The agreement would raise wages for UPS employees across the board and end a controversial two-tiered employee system.

UPS workers hold placards at a rally held by the Teamsters Union on July 19, 2023, in Los Angeles, California, ahead of an August 1st deadline for an agreement on a labor contract deal and to avert a strike that could lead to billions of dollars in economic losses.

The Teamsters have reached a new agreement with UPS that the union is touting as the “most historic” deal in the history of the company, likely avoiding a 340,000-worker strike that was slated to start August 1.

The union and the company announced the deal on Tuesday, just hours after the parties had returned to the bargaining table following a collapse in negotiations earlier this month.
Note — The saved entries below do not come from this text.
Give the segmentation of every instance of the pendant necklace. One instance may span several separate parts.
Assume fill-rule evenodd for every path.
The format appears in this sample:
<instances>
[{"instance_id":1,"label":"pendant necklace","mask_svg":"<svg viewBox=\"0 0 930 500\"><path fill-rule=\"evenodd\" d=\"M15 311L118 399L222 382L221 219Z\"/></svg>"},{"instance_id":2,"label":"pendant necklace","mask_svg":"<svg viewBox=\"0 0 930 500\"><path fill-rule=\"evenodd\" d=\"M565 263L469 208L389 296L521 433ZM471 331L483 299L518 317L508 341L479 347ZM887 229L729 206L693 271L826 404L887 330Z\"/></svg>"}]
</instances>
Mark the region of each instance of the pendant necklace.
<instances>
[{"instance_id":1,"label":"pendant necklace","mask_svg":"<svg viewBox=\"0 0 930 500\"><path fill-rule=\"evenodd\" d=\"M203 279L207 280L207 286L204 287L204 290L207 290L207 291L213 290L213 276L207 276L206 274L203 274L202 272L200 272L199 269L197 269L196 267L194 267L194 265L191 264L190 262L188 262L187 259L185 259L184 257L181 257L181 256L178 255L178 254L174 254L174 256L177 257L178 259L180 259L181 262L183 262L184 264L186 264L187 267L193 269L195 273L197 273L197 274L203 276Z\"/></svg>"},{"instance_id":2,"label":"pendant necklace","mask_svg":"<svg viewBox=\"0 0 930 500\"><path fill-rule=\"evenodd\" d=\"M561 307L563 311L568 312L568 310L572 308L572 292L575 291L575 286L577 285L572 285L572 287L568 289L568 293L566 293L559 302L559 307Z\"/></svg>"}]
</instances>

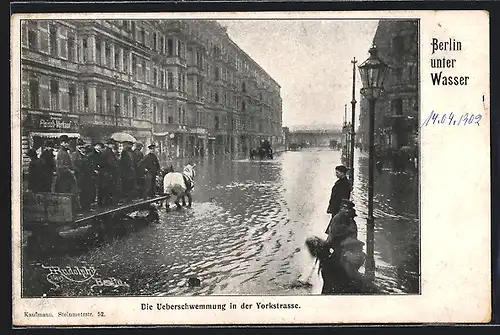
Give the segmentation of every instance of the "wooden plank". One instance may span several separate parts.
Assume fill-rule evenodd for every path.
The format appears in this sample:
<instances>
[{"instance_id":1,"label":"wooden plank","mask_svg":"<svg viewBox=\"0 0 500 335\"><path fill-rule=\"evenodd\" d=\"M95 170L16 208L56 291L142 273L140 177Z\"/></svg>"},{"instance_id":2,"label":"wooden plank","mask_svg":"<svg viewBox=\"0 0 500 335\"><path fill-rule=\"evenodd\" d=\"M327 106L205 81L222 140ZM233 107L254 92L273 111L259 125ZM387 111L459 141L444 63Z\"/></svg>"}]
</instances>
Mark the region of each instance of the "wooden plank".
<instances>
[{"instance_id":1,"label":"wooden plank","mask_svg":"<svg viewBox=\"0 0 500 335\"><path fill-rule=\"evenodd\" d=\"M137 202L124 204L124 205L119 206L119 207L102 208L99 212L84 214L83 217L77 218L74 221L74 223L75 224L82 223L85 221L94 220L94 219L97 219L97 218L100 218L103 216L107 216L107 215L115 215L115 214L120 214L120 213L130 213L130 212L133 212L133 211L137 210L138 208L141 208L145 205L149 205L149 204L152 204L154 202L165 200L166 198L167 198L167 196L160 196L160 197L156 197L156 198L152 198L152 199L140 200Z\"/></svg>"}]
</instances>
The agreement includes an end to the two-tiered employee system that allowed the company to pay part-time and newer workers lower wages, as well as agreements to install air conditioning in delivery vehicles and wage raises across the board, according to the Teamsters.

“We demanded the best contract in the history of UPS, and we got it,” Teamsters President Sean O’Brien said in a statement.

“We’ve changed the game, battling it out day and night to make sure our members won an agreement that pays strong wages, rewards their labor, and doesn’t require a single concession. This contract sets a new standard in the labor movement and raises the bar for all workers,” O’Brien continued, adding that UPS agreed to put $30 billion of new funds on the table to reach the new deal.

UPS CEO Carol Tomé called the deal a “win-win-win” in a statement, with the company estimated to lose $810 million from a 10-day strike and potentially a large number of customers, which happened during UPS workers’ last strike in 1997. “This agreement continues to reward UPS’s full- and part-time employees with industry-leading pay and benefits while retaining the flexibility we need to stay competitive, serve our customers and keep our business strong,” Tomé said.

The agreement will give existing workers a raise of $2.75 an hour this year and $7.50 an hour over the next five years. Part time workers’ pay — who the union has previously said make near-minimum wage in many parts of the country — will be raised to a base level of $21 an hour immediately, up from the current minimum of $16.20 an hour. The new wage is lower than Teamsters’ demand of $25 an hour for part-timers, though the union touts that existing part-time workers will see an average wage increase of 48 percent over the course of the contract.

Crucially, Teamster members who were in the second tier of workers, nicknamed 22.4, will all be reclassified as senior workers. Part-time workers’ pay and the two-tier system had been major sticking points for the union.

Drivers will no longer be forced to work overtime on their days off, while the company will create 7,500 more full-time jobs and fulfill 22,5000 open positions in order to allow more part-time employees to become full-time workers. Workers have also won air conditioning in delivery vans for the first time.

The contract still needs to be agreed upon by the rank-and-file members in order to be finalized. Union leaders will be meeting at the end of the month to review the contract, after which members will get a chance to vote electronically between August 3 and August 22. If members don’t vote to ratify the contract, they may still strike.

The agreement represents a major bellwether of the resurgent labor movement, which is seeing an increased amount of strike activity and new energy for unionization. Labor leaders have continually emphasized the importance of their fight not just for the workers they represent, but for workers across the country.